5. Absence de protection adéquate contre la pluie pour votre équipement
Nombreux sont ceux qui font aveuglément confiance à l'imperméabilité de leur sac à dos ou à la housse de pluie fournie. En réalité, après quelques heures sous une pluie battante en montagne, l'humidité s'infiltre pratiquement partout. Si votre sac de couchage ou vos vêtements de rechange sont mouillés, votre voyage est quasiment compromis.
Une housse imperméable à enfiler sur le sac à dos est pratique, mais elle ne protège pas contre l'eau qui ruisselle le long du panneau dorsal. Pour une sécurité optimale, il est conseillé d'utiliser des sacs étanches à l'intérieur du sac à dos pour ranger tous les objets importants.

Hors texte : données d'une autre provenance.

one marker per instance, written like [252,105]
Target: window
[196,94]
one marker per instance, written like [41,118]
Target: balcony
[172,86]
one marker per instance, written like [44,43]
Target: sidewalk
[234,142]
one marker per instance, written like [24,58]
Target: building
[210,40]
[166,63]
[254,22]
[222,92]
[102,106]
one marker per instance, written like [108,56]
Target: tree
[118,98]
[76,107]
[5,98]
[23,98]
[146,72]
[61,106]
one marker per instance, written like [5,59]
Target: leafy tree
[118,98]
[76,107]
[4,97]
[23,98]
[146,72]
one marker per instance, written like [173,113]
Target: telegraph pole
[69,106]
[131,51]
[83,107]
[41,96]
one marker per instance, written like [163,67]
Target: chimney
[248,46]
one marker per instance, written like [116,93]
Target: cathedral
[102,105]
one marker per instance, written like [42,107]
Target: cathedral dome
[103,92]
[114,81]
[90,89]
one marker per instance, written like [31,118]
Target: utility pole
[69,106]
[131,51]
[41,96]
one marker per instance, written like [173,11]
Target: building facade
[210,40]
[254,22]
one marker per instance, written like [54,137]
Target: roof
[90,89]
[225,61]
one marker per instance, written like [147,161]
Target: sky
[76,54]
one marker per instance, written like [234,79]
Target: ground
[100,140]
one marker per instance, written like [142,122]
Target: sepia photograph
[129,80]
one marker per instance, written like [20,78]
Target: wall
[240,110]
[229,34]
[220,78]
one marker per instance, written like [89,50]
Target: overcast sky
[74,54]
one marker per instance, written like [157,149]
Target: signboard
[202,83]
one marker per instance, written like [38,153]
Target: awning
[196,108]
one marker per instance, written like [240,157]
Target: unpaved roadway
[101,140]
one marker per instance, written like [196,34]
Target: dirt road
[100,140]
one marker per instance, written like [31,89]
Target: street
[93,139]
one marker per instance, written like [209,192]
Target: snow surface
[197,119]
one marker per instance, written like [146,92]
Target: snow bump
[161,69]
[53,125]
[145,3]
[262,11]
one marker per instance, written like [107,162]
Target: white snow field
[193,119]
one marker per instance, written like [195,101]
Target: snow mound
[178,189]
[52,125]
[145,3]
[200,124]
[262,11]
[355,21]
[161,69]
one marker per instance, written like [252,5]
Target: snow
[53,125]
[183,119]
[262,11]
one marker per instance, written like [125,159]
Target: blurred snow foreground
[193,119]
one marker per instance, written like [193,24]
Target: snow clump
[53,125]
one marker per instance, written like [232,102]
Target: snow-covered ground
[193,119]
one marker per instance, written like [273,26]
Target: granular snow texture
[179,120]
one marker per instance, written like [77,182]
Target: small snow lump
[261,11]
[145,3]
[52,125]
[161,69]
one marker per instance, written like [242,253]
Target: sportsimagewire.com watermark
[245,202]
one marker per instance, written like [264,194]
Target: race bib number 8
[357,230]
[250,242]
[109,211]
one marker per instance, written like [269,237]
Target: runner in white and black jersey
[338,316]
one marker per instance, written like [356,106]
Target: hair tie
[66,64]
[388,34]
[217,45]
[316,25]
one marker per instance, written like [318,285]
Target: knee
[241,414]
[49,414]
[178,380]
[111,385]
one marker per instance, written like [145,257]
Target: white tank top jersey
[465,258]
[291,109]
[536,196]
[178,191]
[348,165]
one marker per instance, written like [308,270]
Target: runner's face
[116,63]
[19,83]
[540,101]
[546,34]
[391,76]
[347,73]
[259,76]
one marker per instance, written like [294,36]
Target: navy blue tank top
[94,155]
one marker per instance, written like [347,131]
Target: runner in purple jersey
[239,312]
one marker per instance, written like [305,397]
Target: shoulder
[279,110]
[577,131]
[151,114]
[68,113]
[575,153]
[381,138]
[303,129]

Une autre solution efficace consiste à porter un poncho imperméable robuste qui couvre à la fois le porteur et le sac à dos, créant ainsi une barrière continue contre les intempéries.

Comment l'éviter : rangez tout dans des sacs étanches de couleurs différentes. Cela protège de l'humidité et facilite grandement l'organisation de votre sac. Gardez toujours votre équipement de pluie à portée de main, et non au fond de votre sac.
Résumé : L'équilibre est essentiel
La randonnée est une expérience fantastique lorsque le matériel fonctionne correctement. En évitant ces cinq erreurs, vous aurez déjà bien avancé dans votre préparation. N'oubliez pas : le meilleur équipement est celui qui reste fiable même par mauvais temps et lorsque la fatigue se fait sentir.
L'important n'est pas d'avoir le matériel le plus cher, mais de comprendre son fonctionnement et ses limites. Préparez votre sac intelligemment, testez votre équipement et tenez compte des caprices de la montagne. Votre randonnée sera alors aussi magique que vous l'aviez imaginée.